The capacity for hope is the most significant fact of life.It provides human beings with a sense of destinationand the energy to get started.

~Norman Cousins



And now I need a really funny book to read. Any suggestions?

7 comments:

Jen~ Lipstick and Laundry said...

That sums it up for sure... I am with you,I started the book series this week, reading one a day, with NO break and literally feel drained...
I need a light hearted funny love story... hahaha

Seth said...

Great review and analysis!

I recommend A.J. Jacobs for humor. "The Year of Living Biblically" is hilarious yet profound.

Tracey said...

oh my, needed to speed scroll past this bc I am in the middle of reading Mockingjay. Like I just walked down from my bed to check my email and then stumbled upon your blog and there was this post. Yikes! So, didn't really read it until I saw your last line about needing a funny book: Funny in Farsi by Firoozeh Dumas. Laugh out loud hilarious. And it's true story. She also has written a sequel which is equally as funny.
Ok, am off to read and will come back here in a day or so to read your review!

Skeller said...

Gosh, I swear, Tracey and I are going to be real-life friends some day. She just recommended the exact book I was going to tell you about when I read your need for a funny book!!! And I didn't know there was a sequel (squealing with glee!!). And I'm really REALLY in need of a funny book, because I'm currently reading The True Story of Hansel & Gretel (right on the heels of Mockingjay) - and it's dark, depressing, gratuitously violent & disgusting. Not funny at all.

I will recommend Broken for You. It's not funny, per se. But it is hopeful-feel-good and it's filled with quirky enjoyable characters.

Heidi - I always love your book reviews!!

April said...

I am having withdrawals now that it's over. I even re-read I & II before reading III just to drag it out a bit. I, too, keep thinking about the characters, the story. These were also outside my normal literary realm, but I can't remember the last time a book kept me up til the wee hours as these did. Great review, as usual. I am now reading "The Elegance of the Hedgehog" per your suggestion.

Tracey said...

Ok, just finished and came back to read your review which you articulated so well. The thing that sits with me so profoundly is the truth that flawed human nature and it's frailty resides in all, whether we are "for" or "against", "good" or "bad". This truth is evident when District 13, in their desire to separate themselves, became misguided. War never highlights the good in man, ever.

I can't also help but think that Susan Collins was highlighting our very real obsession with appearance and superficiality. The people in the Capitol were part of the "machine". Part victims and participants of a culture that seeks to distract them from seeing and thinking about things that really matter. Although in the Capitol we see the extremity of this (died skin, flashy clothes, shallow behavior, gluttony) it is only a visual of what we all have the capability to become should we stop fighting for our right to think/work/believe on our own. And in President Snow you see the perverseness of such a life lying underneath all the "makeup". You see the grotesque sickness.

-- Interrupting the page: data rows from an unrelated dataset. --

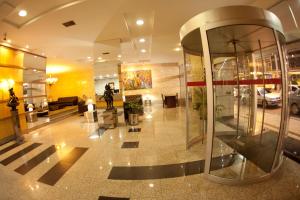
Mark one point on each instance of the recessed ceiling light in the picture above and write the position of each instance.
(139, 22)
(142, 40)
(22, 13)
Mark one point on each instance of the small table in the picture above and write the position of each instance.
(31, 116)
(170, 101)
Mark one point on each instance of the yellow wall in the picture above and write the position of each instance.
(10, 58)
(74, 79)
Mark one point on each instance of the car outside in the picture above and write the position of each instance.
(295, 102)
(271, 98)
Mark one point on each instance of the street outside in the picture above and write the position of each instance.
(272, 118)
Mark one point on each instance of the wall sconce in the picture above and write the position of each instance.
(51, 80)
(90, 103)
(30, 107)
(7, 84)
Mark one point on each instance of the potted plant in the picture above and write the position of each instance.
(133, 109)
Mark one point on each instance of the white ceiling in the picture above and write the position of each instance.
(105, 26)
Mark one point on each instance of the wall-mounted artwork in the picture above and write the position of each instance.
(134, 80)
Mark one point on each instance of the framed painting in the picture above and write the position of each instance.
(135, 80)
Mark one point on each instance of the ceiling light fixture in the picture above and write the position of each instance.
(142, 40)
(51, 80)
(139, 22)
(22, 13)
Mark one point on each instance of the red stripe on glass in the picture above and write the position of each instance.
(234, 82)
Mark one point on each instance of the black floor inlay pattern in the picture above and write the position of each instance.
(58, 170)
(292, 149)
(130, 145)
(134, 130)
(20, 153)
(112, 198)
(10, 148)
(29, 165)
(260, 153)
(168, 171)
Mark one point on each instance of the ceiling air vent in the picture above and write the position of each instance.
(69, 23)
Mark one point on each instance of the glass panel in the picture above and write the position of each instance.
(247, 82)
(196, 88)
(196, 93)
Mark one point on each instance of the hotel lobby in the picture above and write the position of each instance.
(144, 100)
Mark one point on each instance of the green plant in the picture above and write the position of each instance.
(133, 107)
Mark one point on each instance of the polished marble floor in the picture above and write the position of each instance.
(73, 159)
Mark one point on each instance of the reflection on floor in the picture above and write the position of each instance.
(161, 143)
(292, 149)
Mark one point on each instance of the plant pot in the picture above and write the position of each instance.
(133, 119)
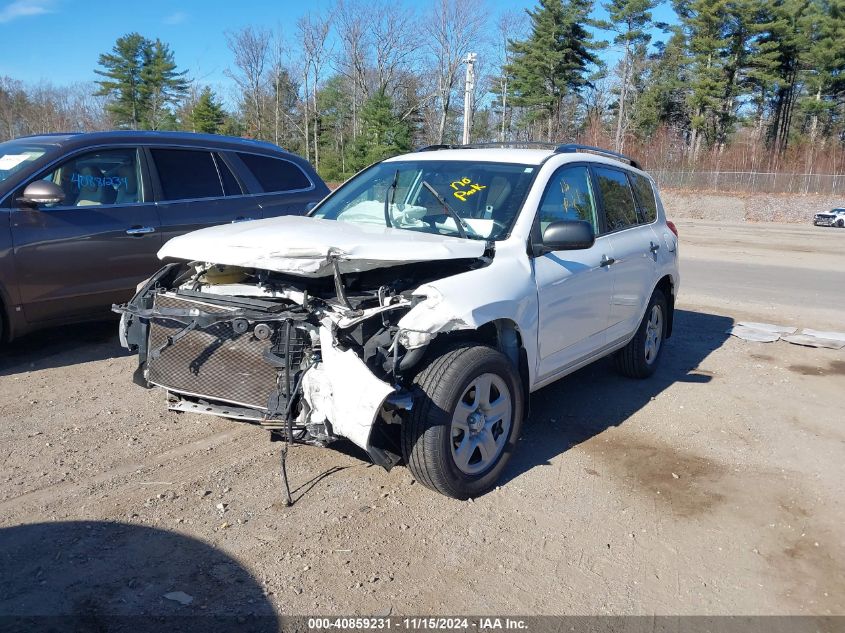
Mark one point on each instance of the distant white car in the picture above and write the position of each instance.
(418, 306)
(836, 217)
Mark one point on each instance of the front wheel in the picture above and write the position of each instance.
(465, 422)
(638, 359)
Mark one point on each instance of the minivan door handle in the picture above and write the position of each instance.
(140, 230)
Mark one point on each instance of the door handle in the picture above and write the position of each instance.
(140, 230)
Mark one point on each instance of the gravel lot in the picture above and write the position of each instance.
(714, 488)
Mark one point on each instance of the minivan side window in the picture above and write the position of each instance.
(101, 177)
(275, 174)
(645, 197)
(619, 208)
(187, 174)
(568, 196)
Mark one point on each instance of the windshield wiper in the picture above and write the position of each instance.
(462, 227)
(389, 197)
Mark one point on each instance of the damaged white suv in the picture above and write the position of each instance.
(418, 306)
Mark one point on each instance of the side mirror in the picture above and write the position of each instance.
(566, 235)
(42, 192)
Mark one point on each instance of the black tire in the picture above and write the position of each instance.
(634, 359)
(429, 437)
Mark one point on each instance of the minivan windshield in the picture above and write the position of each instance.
(16, 155)
(469, 199)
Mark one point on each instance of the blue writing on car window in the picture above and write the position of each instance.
(87, 180)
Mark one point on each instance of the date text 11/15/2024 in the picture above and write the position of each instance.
(417, 623)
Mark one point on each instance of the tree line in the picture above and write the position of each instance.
(728, 84)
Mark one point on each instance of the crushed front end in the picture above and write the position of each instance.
(310, 359)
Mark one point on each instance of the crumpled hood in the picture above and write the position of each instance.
(302, 246)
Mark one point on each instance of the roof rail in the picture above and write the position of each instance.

Okay, that is all for now. I used to be a highschool English teacher, would have loved to read through this with them, talk about it.

Shannon said...

Am-ma-zing review of a brilliant, painful, thought provoking book! I love how you summed it up, made sense of the chaos and really pulled out the heart of it. Nice work Heidi! Also-so far out my usual realm of literary choices. April, I hope you like 'Elegance of the Hedgehog'. It has stayed with me.